Small crafts for the bookish.
Small projects for book people — using the covers you've saved, the books you've read, or the ones on your shelf. Photos CC BY-NC-SA 4.0, credited to the makers below.

Photo: ecmstchr083 on Instructables
A year of reading, sealed in a clear ornament
A book-club tradition: collect the miniature or rolled-up covers of everything you read this year, tuck them inside a fillable clear ornament, and label it with the year. A quiet reading journal that doubles as a keepsake, one glass bauble per year.

Photo: hchute on Instructables
Mini-book charms and ornaments
Bind fingertip-sized signatures, wrap them in a trimmed sliver of a favorite cover, and hang them from a ribbon. One tiny book next to a quarter for scale is the whole punchline — a keepsake that fits in a palm or on a tree branch.

Photo: FernMakes on Instructables
Book-page light-up ornaments
Cut a keyhole or scene out of a folded book page, tuck a battery tealight behind it, and slip the whole thing onto a shelf so the warm light glows through the type. Somewhere between a lantern and a shadow box, and perfectly at home wedged between the books it came from.

Photo: Indeluin on Instructables
Miniature library scene
Bind thumbnail-sized signatures, wrap them in scraps of retired covers, and line them up in a tiny wooden bookcase with a quill for scale. A whole imaginary reading room that fits next to a stack of real books, proving the collection never really ends.

Photo: Bannockburn on Instructables
Book-cover coaster set
Trim squares of worn-out covers — Nancy Drew, Hardy Boys, whatever the library wouldn't take back — back them with felt or cork, and set them out as a matched coaster set.

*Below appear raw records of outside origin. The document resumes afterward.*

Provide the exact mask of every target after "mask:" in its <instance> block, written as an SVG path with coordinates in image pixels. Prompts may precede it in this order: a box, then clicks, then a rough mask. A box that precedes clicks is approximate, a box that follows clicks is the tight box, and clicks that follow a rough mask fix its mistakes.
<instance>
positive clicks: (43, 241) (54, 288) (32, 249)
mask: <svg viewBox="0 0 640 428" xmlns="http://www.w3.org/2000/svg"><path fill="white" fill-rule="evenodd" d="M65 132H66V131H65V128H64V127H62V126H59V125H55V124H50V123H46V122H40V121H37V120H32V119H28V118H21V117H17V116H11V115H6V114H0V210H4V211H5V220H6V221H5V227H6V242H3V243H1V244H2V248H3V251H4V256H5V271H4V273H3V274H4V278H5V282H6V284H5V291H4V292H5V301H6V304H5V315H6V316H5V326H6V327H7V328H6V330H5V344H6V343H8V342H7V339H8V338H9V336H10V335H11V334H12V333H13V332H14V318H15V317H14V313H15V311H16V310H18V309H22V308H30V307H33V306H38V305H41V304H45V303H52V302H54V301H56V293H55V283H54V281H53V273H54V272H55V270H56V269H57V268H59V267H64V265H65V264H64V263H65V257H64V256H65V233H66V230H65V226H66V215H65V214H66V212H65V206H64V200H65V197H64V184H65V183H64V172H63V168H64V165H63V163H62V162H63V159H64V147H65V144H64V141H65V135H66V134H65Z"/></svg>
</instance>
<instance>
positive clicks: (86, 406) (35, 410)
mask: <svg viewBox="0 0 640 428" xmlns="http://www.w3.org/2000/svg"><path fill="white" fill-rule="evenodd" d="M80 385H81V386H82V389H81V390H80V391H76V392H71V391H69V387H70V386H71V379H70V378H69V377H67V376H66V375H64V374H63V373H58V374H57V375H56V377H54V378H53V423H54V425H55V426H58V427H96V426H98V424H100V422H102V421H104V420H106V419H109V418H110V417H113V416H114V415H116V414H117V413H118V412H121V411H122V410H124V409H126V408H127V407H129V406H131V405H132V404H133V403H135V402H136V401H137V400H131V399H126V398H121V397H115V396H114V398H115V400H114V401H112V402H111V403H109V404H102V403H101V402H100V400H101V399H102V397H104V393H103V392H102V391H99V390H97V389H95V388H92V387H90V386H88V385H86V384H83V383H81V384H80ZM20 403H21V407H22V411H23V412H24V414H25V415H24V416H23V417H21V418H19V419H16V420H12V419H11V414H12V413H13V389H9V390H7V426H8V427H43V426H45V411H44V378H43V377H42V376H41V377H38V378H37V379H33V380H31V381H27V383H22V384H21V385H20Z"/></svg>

Each one carries the fingerprint of the book it came from, warm glass included.

Photo: starforest on Instructables
Mini-book pendant jewelry
Sew a fingertip-sized signature, wrap it in a scrap of leather, add a small filigree clasp, and loop it onto a chain. A whole novel — or a blank one waiting to be written in — worn close to the collarbone, sitting open on the pages of its larger cousin.